A recent post from tacit reminded me that, in some respects, this problem has been solved. Email messages are remarkably similar to posts on Twitter, Tumblr, and Facebook, which isn’t a huge surprise given their Usenet and BBS roots, which are themselves rooted in much earlier and older methods of human communication. Email messages are furthermore just as disposable, just as informative, and just as easy to abuse as the sites we now use as aggregators for our communication.

So, I wonder: why don’t we see more spam filtering in social media? For that matter: why aren’t we using this same class of machine learning algorithms to determine legitimate interest instead of “driving engagement?”

Is it because the gatekeepers have a vested interest in serving advertisements?

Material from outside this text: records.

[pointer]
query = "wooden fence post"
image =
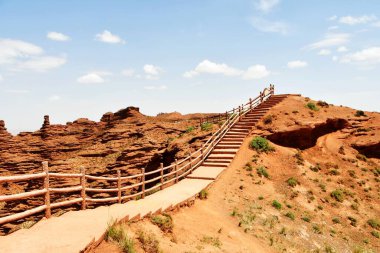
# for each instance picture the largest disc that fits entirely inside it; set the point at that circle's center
(143, 180)
(118, 186)
(162, 175)
(45, 167)
(83, 185)
(191, 163)
(176, 170)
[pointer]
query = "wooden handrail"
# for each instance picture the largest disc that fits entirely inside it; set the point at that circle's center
(179, 169)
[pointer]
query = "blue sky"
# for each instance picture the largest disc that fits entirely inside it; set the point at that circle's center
(72, 59)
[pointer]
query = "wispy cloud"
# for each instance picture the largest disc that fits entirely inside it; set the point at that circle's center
(297, 64)
(107, 37)
(128, 72)
(266, 5)
(54, 98)
(17, 91)
(256, 72)
(264, 25)
(368, 56)
(93, 77)
(21, 55)
(152, 72)
(330, 40)
(57, 36)
(355, 20)
(209, 67)
(161, 87)
(324, 52)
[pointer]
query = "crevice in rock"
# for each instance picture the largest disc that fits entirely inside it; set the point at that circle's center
(306, 137)
(369, 150)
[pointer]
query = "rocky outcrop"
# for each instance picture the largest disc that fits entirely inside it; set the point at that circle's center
(303, 137)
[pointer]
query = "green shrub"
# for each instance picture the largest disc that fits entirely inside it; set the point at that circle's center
(317, 229)
(322, 103)
(262, 172)
(207, 126)
(290, 215)
(374, 223)
(361, 157)
(164, 222)
(336, 220)
(260, 144)
(292, 182)
(117, 233)
(337, 195)
(203, 194)
(276, 204)
(375, 234)
(299, 158)
(360, 113)
(268, 119)
(312, 106)
(248, 167)
(190, 129)
(214, 241)
(148, 241)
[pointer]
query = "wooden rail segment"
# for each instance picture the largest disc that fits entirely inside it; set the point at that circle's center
(166, 175)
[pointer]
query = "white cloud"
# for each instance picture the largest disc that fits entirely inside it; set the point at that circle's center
(297, 64)
(334, 27)
(209, 67)
(150, 69)
(368, 56)
(342, 49)
(162, 87)
(57, 36)
(107, 37)
(152, 72)
(42, 64)
(266, 5)
(93, 77)
(13, 50)
(376, 24)
(264, 25)
(54, 98)
(256, 72)
(350, 20)
(17, 91)
(324, 52)
(128, 72)
(331, 39)
(21, 55)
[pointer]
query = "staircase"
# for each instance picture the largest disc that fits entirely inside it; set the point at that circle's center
(225, 150)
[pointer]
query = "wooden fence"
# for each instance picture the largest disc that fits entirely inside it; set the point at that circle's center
(165, 175)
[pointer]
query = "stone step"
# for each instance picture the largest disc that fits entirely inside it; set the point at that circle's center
(224, 151)
(233, 138)
(221, 156)
(226, 146)
(205, 164)
(218, 161)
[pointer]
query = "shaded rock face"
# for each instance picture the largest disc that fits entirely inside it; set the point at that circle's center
(304, 137)
(126, 140)
(370, 150)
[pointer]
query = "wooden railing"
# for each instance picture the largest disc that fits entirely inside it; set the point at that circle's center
(165, 175)
(240, 109)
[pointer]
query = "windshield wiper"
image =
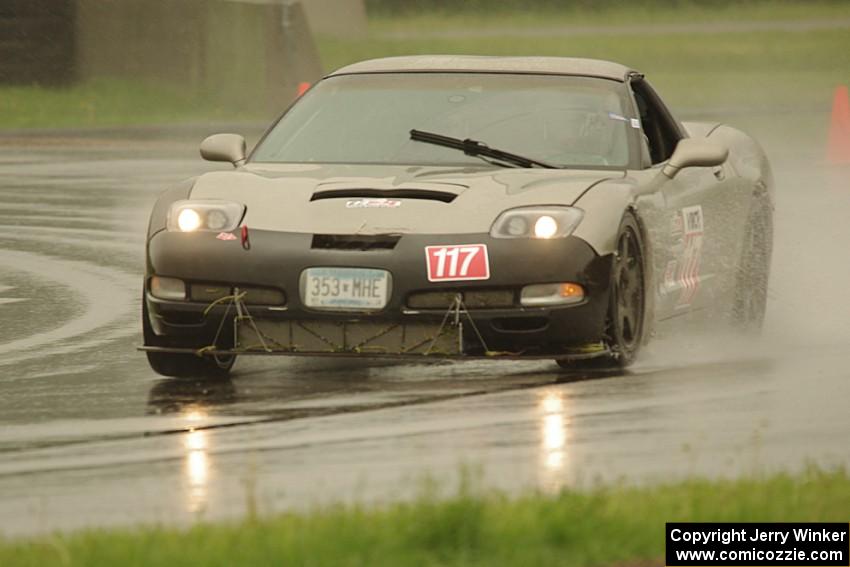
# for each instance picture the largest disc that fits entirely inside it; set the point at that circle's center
(476, 149)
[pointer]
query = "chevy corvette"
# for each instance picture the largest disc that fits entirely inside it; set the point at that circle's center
(460, 207)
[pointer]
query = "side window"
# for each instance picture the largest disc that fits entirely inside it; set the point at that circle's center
(660, 131)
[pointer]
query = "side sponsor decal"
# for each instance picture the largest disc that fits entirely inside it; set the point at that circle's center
(689, 267)
(456, 263)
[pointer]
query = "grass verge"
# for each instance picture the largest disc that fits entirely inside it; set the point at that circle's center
(110, 102)
(604, 526)
(763, 70)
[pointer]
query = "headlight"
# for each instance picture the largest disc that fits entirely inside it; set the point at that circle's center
(210, 216)
(537, 222)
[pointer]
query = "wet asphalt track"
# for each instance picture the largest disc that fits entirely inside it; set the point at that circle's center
(89, 436)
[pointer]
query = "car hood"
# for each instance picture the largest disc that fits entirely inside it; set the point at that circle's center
(342, 199)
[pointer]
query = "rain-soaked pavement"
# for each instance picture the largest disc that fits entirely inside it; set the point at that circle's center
(89, 436)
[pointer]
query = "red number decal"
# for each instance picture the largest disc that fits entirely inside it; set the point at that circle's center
(457, 263)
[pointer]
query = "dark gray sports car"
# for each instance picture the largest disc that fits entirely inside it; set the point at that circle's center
(460, 207)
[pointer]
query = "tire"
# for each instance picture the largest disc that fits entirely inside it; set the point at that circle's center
(750, 301)
(624, 325)
(176, 365)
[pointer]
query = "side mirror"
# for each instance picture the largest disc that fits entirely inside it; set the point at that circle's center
(224, 147)
(693, 152)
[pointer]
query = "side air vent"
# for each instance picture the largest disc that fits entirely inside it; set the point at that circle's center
(355, 241)
(420, 194)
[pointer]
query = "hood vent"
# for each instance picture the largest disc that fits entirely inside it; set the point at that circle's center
(420, 194)
(362, 242)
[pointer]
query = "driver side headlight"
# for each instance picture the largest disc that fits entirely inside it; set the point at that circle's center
(537, 222)
(204, 215)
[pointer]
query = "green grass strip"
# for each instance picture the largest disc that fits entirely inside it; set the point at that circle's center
(602, 526)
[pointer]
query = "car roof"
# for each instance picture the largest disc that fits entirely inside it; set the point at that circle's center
(490, 64)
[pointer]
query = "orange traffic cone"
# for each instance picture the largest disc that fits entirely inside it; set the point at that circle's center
(838, 147)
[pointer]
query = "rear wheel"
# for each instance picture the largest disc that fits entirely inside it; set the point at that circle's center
(627, 306)
(178, 365)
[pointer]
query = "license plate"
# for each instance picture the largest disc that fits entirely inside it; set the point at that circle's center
(347, 289)
(457, 263)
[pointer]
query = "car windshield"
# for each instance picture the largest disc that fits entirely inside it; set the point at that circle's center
(569, 122)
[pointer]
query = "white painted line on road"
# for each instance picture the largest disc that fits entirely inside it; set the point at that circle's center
(4, 288)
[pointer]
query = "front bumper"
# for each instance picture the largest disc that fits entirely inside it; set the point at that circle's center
(276, 260)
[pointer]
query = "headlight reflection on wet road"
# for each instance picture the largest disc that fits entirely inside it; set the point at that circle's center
(554, 436)
(197, 464)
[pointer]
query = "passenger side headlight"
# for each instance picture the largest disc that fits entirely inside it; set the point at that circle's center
(204, 215)
(537, 222)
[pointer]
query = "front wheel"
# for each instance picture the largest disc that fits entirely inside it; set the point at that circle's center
(624, 324)
(178, 365)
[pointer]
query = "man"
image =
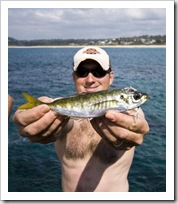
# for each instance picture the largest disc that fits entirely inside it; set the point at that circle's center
(96, 154)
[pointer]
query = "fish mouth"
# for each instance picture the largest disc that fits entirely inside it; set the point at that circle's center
(145, 97)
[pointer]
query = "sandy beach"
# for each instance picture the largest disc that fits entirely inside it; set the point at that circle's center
(79, 46)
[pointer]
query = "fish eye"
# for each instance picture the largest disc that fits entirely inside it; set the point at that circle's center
(137, 96)
(122, 96)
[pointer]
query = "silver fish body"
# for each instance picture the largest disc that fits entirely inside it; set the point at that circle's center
(96, 104)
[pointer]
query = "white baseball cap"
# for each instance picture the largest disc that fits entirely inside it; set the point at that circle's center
(94, 53)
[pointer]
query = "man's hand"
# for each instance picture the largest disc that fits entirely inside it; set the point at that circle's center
(122, 130)
(39, 124)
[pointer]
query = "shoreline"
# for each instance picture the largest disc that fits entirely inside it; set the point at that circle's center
(106, 46)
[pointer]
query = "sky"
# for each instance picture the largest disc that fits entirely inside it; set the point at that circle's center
(85, 23)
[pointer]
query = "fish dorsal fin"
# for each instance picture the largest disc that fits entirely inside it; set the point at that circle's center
(32, 102)
(106, 104)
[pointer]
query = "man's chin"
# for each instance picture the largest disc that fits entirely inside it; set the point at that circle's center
(91, 89)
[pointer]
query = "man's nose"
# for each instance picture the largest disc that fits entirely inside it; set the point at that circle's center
(90, 77)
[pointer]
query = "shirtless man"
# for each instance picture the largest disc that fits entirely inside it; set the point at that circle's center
(96, 154)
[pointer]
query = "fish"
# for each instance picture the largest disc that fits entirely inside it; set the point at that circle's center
(92, 105)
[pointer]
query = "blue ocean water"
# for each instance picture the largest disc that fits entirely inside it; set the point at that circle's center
(35, 167)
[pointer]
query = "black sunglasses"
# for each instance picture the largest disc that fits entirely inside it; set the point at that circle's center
(98, 72)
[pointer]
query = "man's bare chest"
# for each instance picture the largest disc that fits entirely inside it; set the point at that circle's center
(82, 140)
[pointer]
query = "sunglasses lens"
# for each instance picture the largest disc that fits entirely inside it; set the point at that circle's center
(98, 73)
(81, 72)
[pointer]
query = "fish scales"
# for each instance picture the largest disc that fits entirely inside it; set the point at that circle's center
(94, 104)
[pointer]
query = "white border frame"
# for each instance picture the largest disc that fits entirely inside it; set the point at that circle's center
(169, 194)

Well, in some part, yes: by maximizing the amount of time people spend with the site, reading duplicate but engaging information, they get more opportunities to gather data and serve advertising. But, there’s a second side to this: pattern recognition is difficult to get right generically. For a simple example, try Google Voice transcription or Google Translate. They’re serviceable, but often, hilariously wrong.*

But, there’s nothing stopping client authors from writing their own classifier for each user. Imagine this for a moment: a theoretical Twitter client where each tweet gave you an “interested” and “uninterested” button. “Interested” includes more content similar to what you selected. “Uninterested” selects less, affecting future tweet selection as well. Both have configurable fall-off and the ability to randomly bypass the filter as desired, so even as one’s interests change over time, you’re guaranteed to not get a perfect echo chamber (unless you want one, of course).

And I’m not even thinking of anything fancy here. Under the hood is just a naive Bayes classifier trained on your selections. If you want to be fancy, consider using information entropy as a low-pass filter. Maybe you want to use your favorite machine learning algorithm instead? Sure, go for it.

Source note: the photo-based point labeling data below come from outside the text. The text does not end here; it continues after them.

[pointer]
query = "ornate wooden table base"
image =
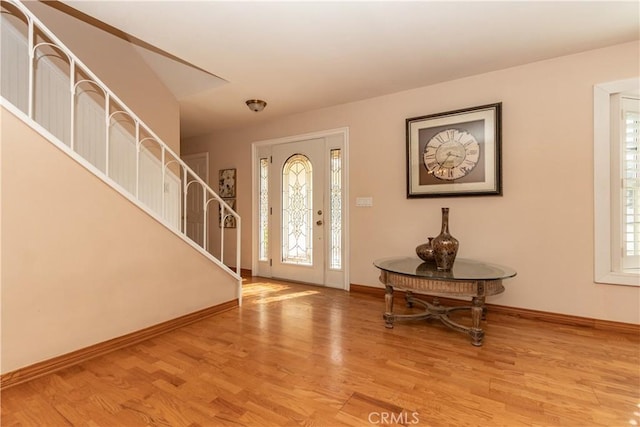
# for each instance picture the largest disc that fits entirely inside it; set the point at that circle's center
(436, 311)
(472, 279)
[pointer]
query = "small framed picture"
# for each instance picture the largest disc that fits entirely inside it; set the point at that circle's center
(229, 220)
(456, 153)
(227, 183)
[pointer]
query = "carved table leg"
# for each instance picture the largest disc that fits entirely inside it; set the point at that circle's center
(388, 302)
(408, 296)
(477, 310)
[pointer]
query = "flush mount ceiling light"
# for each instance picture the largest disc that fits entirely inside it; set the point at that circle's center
(256, 105)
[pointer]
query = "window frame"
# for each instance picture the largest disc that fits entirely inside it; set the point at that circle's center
(607, 258)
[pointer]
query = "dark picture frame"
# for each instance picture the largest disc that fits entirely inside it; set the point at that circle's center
(227, 183)
(455, 153)
(229, 220)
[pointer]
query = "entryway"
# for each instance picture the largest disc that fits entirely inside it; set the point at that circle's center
(300, 209)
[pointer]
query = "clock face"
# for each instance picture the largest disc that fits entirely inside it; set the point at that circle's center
(451, 154)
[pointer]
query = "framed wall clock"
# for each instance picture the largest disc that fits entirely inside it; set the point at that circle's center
(456, 153)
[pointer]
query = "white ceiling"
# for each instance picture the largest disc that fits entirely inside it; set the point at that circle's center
(304, 55)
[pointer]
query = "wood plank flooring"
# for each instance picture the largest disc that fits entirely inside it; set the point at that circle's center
(296, 355)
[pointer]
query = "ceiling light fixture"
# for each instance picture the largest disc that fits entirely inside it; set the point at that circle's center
(256, 105)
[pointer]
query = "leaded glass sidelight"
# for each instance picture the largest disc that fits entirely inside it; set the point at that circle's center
(335, 170)
(297, 211)
(263, 224)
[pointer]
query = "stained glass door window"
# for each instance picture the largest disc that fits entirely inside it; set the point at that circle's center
(297, 211)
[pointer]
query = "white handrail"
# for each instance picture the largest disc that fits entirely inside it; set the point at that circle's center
(188, 175)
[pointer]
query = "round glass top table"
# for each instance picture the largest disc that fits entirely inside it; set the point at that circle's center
(467, 278)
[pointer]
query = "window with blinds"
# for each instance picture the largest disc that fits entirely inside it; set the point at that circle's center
(630, 179)
(616, 182)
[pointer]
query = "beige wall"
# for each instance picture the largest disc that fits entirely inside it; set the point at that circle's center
(80, 263)
(542, 226)
(118, 65)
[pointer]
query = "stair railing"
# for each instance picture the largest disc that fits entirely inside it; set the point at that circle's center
(114, 107)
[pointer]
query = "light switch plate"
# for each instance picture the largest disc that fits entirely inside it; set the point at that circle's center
(365, 202)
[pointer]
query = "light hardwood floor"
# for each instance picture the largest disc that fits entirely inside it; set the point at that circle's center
(301, 355)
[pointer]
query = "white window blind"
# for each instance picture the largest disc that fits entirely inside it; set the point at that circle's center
(630, 196)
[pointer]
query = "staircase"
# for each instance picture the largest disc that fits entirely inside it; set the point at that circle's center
(84, 262)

My point is, of the gamut of social media clients available, very few bother to give us the tools necessary to manage information. I find this incredibly strange: either we’ve forgotten why they were relevant in the first place, or social media has forced us to recontextualize what is fundamentally the same problem as spam in email.

So, I intend to try this for my own purposes. Since I interact with the majority of short-form social media using IRC (using the truly wonderful IRSSI and Bitlbee), I’m going to write this into a plugin that color-codes incoming messages by how interesting they are. At any time, I can add the text to my classifier by just passing the message through it. All unclassified incoming messages push classification closer to neutral, while all “interested” and “uninterested” votes push them closer to bold or invisible (but never so invisible that mouse highlighting can’t unmask them).

And, we’ll see how that goes. If it works, I might advocate for other people to try it (or patch it into clients until more do).


* Conversely, this is why products like Dragon NaturallySpeaking are so good. They train on a set exclusive to the user, which is better at picking up deviations in patterns of speech, accents, etc. If Google or any of the other large organizations provided a training set per user, this could improve.